Clichés are clichés because they are so true. “Once burned, twice shy!” is an oldie but goodie when it comes to love relationships..
So some people are afraid to allow themselves to love because they have been hurt in the past, usually quite painfully. I remember, when I was 16, being jilted by a young lady and making a decision that this was never going to happen again. Years later, I would get into counseling to learn how to undo this decision as I could not seem to let go and love somebody. It was a good decision eventually leading me to my wife who I am crazy about and have been married to for 38 years!

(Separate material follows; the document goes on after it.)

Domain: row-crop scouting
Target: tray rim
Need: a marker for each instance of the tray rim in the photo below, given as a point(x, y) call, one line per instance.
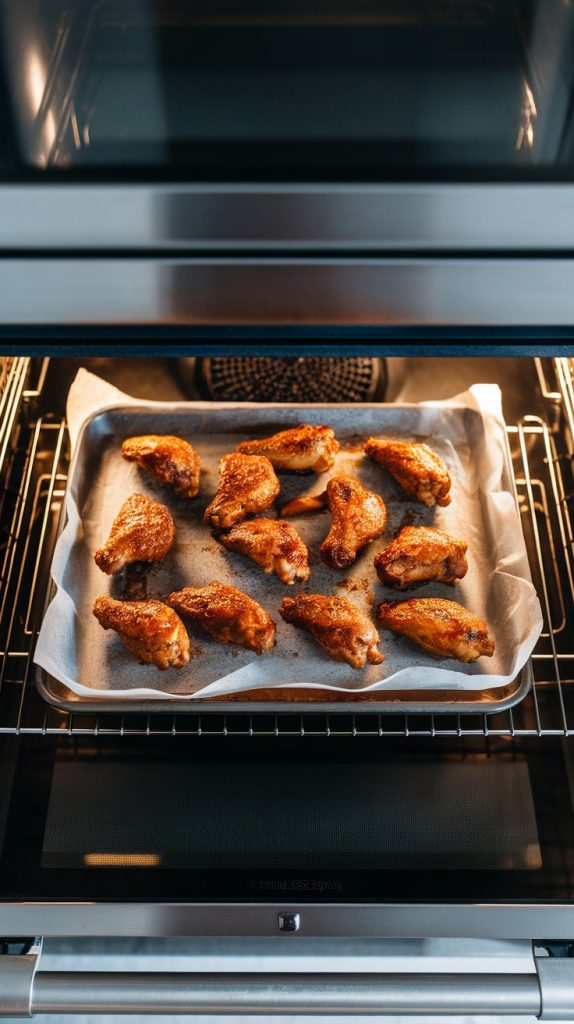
point(59, 696)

The problem with refusing to allow your emotions to go past an arbitrary boundary line may protect you from involvement and vulnerability but it also cuts you off from being able to give and receive deep and abiding love. The result is loneliness for the defender and frustration for those who care about them.
Often, people will tell themselves that they will not allow themselves to really care for someone until they trust the person completely. Their gauge for trust is based on feeling “safe”. As a result, they rarely get there because they do not understand that trust starts with a decision, not a feeling. Trust is developed over time as you accept a person at their word and then see them follow through with their stated intentions. Initially the experience is rather like getting into a wheel barrow that someone is going to push over a tight rope. The being in the barrow is the proof that you decided to trust the person. If you are sane, the initial feeling that goes with the decision will be one of fear and trepidation as the journey begins fraught with the possibility of a fall. With each step across the wire, your confidence slowly grows that this person is able to follow through and deliver you safely to the other side. So it is with loving someone. Trust is built one day at a time as the small promises of daily life with someone unfold. Does the person do what they say they or not?
Another aspect of fear of getting hurt is a lack of self confidence in the ability to recover from disappointment. As a counselor, I have had clients make statements like, “I just could not stand being hurt again!” as if being disappointed again would literally kill them. This grandiosity or distortion of reality is heard by the emotional centers of our mind and a subconscious decision to never love again because of the risk of being hurt is often made. How sad! I learned in the days that I was a salesman that each no or rejection I received to my offer brought me closer to a the next yes. To get to a yes, you have to be willing to talk to the number of people necessary to get it and that number will be different for each person.
Fear of getting hurt can manifest as a result of a poor self image. You look in the mirror and don’t like what you see resulting in the belief that a decent partner would never be happy with someone like you so why get your hopes up. Dressing sloppily, poor personal hygiene, and wearing dirty clothing are signals to the world that here is a person who doesn’t think much of himself or herself.
Another form of the poor self image is settling for a partner that is beneath the quality of the person looking. As a counselor I have witnessed many mismatches between people in vital areas like social relationships, career ambition, economic expectations, spiritual beliefs, parenting styles, and conflict management. These mismatches too often lead to a sense of chronic misery after the initial “fun” of being in love wears thin.
There are other contributing factors to being afraid of getting hurt. Whatever yours are, I challenge you to counsel with someone who has wisdom about the affairs of the heart to assist you in healing. Let go and love as you were designed by the Creator to do!